A second article, by Jean Galbraith, assessed to what extent good deeds are taken into account in sentencing in international criminal law. Meg deGuzman and Mark Drumbl provided commentary, to which Jean replied here.

Finally, as every week we provided you with a list of upcoming events and with our weekday news wraps.

Thank you to our guest contributors and have a nice weekend!

Weekend Roundup: September 29 – October 5, 2012

by An Hertogen

This week, there was no escaping the second oral argument in the Kiobel case that kicked off the US Supreme Court’s term on Monday. If you are not familiar with this case, it concerns the enigmatic Alien Tort Statute which, as part of the Judiciary Act 1789, holds that “the district courts shall have original jurisdiction of any civil action by an alien for a tort only, committed in violation of the law of nations or a treaty of the United States.” SCOTUSblog provides more background on the case here and here.

First of the mark here at Opinio Juris was Deborah Pearlstein posting on the early consensus about how oral argument was going. Peter Spiro posted a link to the transcript of the oral argument, and argued that things did not go that well for Shell, but stopped short of making predictions about the final outcome. Roger Alford predicted that the Supreme Court will limit application of the ATS to claims by foreign plaintiffs against foreign corporations for conduct on foreign soil. In a later post, Deborah discussed three possible readings of an exchange between Justice Scalia and the US Solicitor General on whether the Court should give deference to the views of the State Department.

During our special Kiobel Roundtable, Curtis Bradley argued that the presumption against extraterritorial application is a better fit than the stronger presumption against extraterritoriality to limit the scope of the ATS. In his post, William Dodge also pointed out that suggestions by respondents to apply the presumption against extraterritoriality did not appear to gain traction with the justices. He also touched on the questions of the availability of alternative fora and of corporate liability for human rights violations. Chimène Keitner focused on transitory torts, rejected Shell’s claims that federal courts should not consider any claims arising outside the US and discussed how much deference should be given to the political branches to avoid offending foreign countries.

A few contributors raised the issue of the purpose of the ATS. Julian Ku expressed disappointment that the parties did not offer a persuasive theory of the purpose of the ATS. Meir Feder asked whether the ATS addresses national or universal interests. In a similar vein, Beth Stephens discussed how to define a coherent limit on ATS cases, and argued that the devil is in the details. Thomas Lee argued that the real purpose of the ATS was about protecting safe conducts and not about piracy or ambassadorial infringements, as is often assumed.

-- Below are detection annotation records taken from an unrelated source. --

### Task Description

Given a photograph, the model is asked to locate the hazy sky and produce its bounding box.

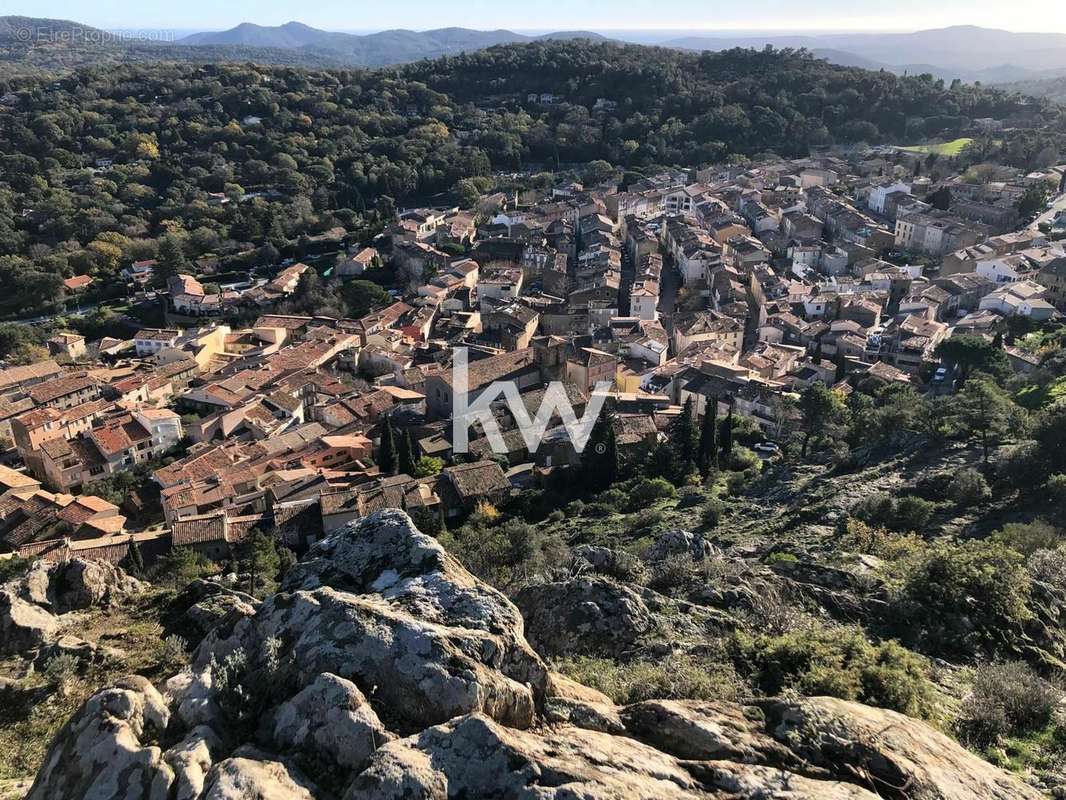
[22,0,1066,33]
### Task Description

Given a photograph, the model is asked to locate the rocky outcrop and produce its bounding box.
[515,575,732,658]
[27,676,174,800]
[647,530,722,561]
[267,673,394,770]
[344,715,708,800]
[763,698,1041,800]
[27,512,1036,800]
[515,576,663,656]
[0,559,145,663]
[163,579,259,645]
[0,591,59,656]
[48,558,145,613]
[200,749,316,800]
[620,700,802,768]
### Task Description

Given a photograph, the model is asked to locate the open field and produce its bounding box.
[900,138,973,158]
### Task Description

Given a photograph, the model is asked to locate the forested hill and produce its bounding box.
[401,43,1044,163]
[0,43,1066,313]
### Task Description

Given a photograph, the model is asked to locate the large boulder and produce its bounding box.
[27,512,1038,800]
[0,591,60,656]
[171,511,548,733]
[200,749,316,800]
[268,673,394,771]
[761,698,1041,800]
[344,715,876,800]
[515,575,734,658]
[163,579,265,645]
[646,530,722,561]
[515,576,662,656]
[27,676,174,800]
[48,558,145,613]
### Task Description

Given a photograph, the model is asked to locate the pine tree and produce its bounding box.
[667,397,697,483]
[156,234,189,286]
[398,430,415,475]
[238,530,281,597]
[722,402,732,464]
[126,542,145,578]
[581,411,618,492]
[377,414,397,475]
[699,395,718,480]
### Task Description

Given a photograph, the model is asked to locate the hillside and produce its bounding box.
[0,16,1066,84]
[662,26,1066,82]
[4,511,1040,800]
[178,22,603,66]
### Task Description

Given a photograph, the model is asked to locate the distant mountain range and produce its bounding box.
[172,22,1066,83]
[177,22,607,66]
[660,26,1066,83]
[6,17,1066,86]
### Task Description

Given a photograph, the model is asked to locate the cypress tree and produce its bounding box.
[581,411,618,492]
[699,395,718,479]
[669,398,696,483]
[398,430,415,476]
[722,402,732,464]
[377,414,397,475]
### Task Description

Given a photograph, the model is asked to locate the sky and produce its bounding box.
[18,0,1066,33]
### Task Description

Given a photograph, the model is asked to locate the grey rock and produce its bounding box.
[647,530,722,561]
[169,511,548,733]
[269,673,394,771]
[344,715,710,800]
[515,576,660,657]
[760,698,1041,800]
[200,751,316,800]
[0,591,60,656]
[27,675,174,800]
[49,558,145,613]
[163,725,222,800]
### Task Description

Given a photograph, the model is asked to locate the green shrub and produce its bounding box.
[699,497,726,528]
[839,519,925,561]
[956,662,1063,747]
[628,478,677,511]
[894,495,936,531]
[898,541,1032,655]
[1025,547,1066,592]
[766,550,800,564]
[852,493,936,531]
[730,628,932,717]
[437,519,569,589]
[992,519,1063,556]
[554,653,740,705]
[948,467,992,506]
[626,509,663,534]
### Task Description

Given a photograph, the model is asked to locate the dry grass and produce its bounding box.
[0,593,178,785]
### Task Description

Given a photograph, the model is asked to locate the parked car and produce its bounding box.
[752,442,781,461]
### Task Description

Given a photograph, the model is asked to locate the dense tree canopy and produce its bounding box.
[0,42,1055,313]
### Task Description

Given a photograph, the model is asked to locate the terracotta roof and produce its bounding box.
[0,359,63,388]
[443,461,511,498]
[63,275,93,291]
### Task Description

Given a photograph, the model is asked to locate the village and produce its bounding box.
[0,148,1066,563]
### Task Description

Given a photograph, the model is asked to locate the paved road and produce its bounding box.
[659,255,681,315]
[1029,194,1066,230]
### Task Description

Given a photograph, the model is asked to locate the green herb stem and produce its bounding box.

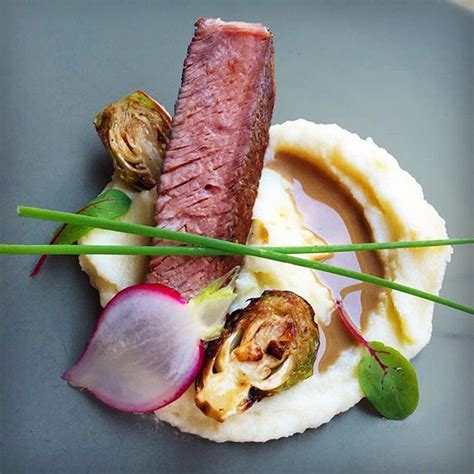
[0,239,474,257]
[14,206,474,314]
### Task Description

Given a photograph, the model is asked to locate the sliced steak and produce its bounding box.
[147,19,275,298]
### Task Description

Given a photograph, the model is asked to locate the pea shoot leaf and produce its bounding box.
[358,341,419,420]
[30,189,132,277]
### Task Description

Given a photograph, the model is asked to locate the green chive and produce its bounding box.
[18,206,474,314]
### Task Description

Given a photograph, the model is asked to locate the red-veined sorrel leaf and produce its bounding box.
[30,189,132,277]
[357,341,419,420]
[336,301,419,420]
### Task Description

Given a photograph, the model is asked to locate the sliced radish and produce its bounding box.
[63,284,204,413]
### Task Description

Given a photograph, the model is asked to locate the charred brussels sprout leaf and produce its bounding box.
[195,290,319,422]
[94,91,171,190]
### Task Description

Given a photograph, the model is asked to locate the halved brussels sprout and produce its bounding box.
[94,91,171,190]
[195,290,319,422]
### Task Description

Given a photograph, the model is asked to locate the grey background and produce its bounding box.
[0,0,474,473]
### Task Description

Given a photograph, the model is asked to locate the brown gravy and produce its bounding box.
[267,153,384,372]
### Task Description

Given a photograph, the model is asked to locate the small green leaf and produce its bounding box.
[358,341,419,420]
[30,189,132,277]
[54,189,132,245]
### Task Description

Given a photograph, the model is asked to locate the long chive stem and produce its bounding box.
[18,206,474,314]
[0,239,474,257]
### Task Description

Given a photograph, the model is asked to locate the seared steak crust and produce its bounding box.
[147,19,275,298]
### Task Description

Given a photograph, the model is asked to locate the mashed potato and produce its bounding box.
[81,120,451,442]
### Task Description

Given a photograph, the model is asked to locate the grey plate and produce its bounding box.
[0,0,474,474]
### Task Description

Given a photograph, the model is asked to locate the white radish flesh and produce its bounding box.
[63,284,203,413]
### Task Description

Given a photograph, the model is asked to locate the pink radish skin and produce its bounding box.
[63,284,204,413]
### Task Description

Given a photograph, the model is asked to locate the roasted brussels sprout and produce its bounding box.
[195,290,319,422]
[94,91,171,190]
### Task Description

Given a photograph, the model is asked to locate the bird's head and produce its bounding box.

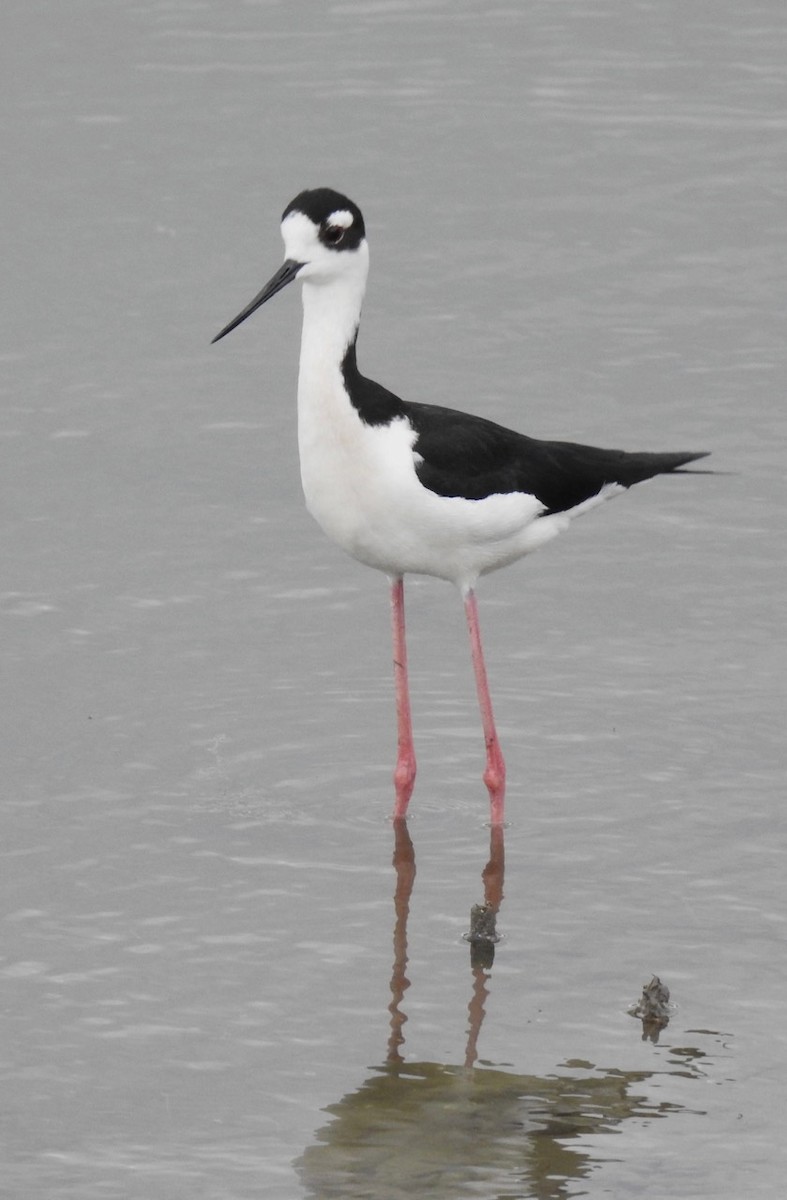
[208,187,368,342]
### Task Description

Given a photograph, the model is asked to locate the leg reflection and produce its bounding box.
[464,824,505,1067]
[386,817,415,1062]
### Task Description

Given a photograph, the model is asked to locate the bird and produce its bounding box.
[212,187,708,826]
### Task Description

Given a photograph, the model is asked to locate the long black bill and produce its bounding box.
[210,258,304,346]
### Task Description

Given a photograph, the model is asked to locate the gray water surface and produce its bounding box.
[0,0,787,1200]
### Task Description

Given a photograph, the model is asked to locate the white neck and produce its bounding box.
[301,246,368,376]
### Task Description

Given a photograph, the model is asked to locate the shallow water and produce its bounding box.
[0,0,787,1200]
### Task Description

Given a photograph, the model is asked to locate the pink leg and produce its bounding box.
[464,588,505,826]
[391,576,415,820]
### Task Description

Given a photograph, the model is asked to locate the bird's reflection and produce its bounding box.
[296,820,698,1200]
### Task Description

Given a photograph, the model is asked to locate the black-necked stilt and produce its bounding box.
[214,187,705,824]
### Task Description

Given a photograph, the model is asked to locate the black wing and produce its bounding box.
[404,404,707,514]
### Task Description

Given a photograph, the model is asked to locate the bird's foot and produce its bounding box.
[394,754,415,821]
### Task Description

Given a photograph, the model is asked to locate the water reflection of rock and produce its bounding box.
[299,1062,674,1200]
[296,822,700,1200]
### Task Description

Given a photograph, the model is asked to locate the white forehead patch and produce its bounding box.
[328,209,353,229]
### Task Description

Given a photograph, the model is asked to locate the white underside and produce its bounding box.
[298,338,623,588]
[286,242,621,589]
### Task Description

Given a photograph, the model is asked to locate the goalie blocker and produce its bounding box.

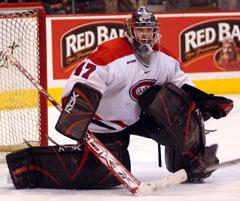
[139,83,233,182]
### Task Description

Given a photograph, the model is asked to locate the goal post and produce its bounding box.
[0,2,48,155]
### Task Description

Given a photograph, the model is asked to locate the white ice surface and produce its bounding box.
[0,95,240,201]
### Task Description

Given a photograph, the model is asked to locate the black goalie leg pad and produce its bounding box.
[6,143,130,189]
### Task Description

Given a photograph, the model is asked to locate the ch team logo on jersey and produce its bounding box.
[129,79,156,101]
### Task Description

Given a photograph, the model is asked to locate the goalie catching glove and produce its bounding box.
[181,84,233,121]
[55,83,102,140]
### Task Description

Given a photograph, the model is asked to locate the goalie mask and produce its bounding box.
[126,7,159,67]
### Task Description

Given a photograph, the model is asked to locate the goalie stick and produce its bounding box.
[0,49,187,194]
[207,158,240,171]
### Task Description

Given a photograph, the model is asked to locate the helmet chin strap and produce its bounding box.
[133,40,153,67]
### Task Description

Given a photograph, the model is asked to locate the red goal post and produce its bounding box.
[0,2,48,156]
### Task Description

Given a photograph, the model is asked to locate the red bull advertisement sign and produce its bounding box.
[51,12,240,80]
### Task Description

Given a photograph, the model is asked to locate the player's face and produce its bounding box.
[133,27,154,44]
[222,43,236,59]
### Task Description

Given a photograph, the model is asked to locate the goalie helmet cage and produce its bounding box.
[0,2,48,161]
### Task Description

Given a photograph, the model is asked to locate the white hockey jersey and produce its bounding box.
[63,38,193,133]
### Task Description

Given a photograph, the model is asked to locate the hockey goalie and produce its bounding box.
[7,7,233,189]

Doug Cassel argued that the Supreme Court should only require the prior exhaustion of foreign and international remedies “in ATS cases brought exclusively under universal jurisdiction, and not in ATS suits against US companies”. He added that any exhaustion requirement should respect the exceptions recognized by international law.

Aside from our Kiobel posts, Kevin wrote about the passing of historian Eric Hobsbawn. Ken Anderson reposted part of Gary Bass’ review of John Witt’s book “Lincoln’s Code“, discussed Aryeh Neier’s call for a no-fly zone over Syria, and examined the differences between the targeted killing of Anwar al-Awlaki and the landmark case of Reid v CovertJulian discussed reports that the US is preparing a retaliatory military strike into Libya over the killing of Ambassador Stevens, and posted about the refusal by the Japanese PM to submit the Senkaku/Diaoyu dispute to the ICJ. Finally, Duncan Hollis posted about a recent decision by the Nevada Supreme Court to implement the ICJ’s Avena judgment, despite there being no requirement to do so, as the US Supreme Court held in Medellin v. Texas.

As always, we also brought you a list of upcoming events and our weekday news wraps.

Many thanks to our guest contributors and have a great weekend!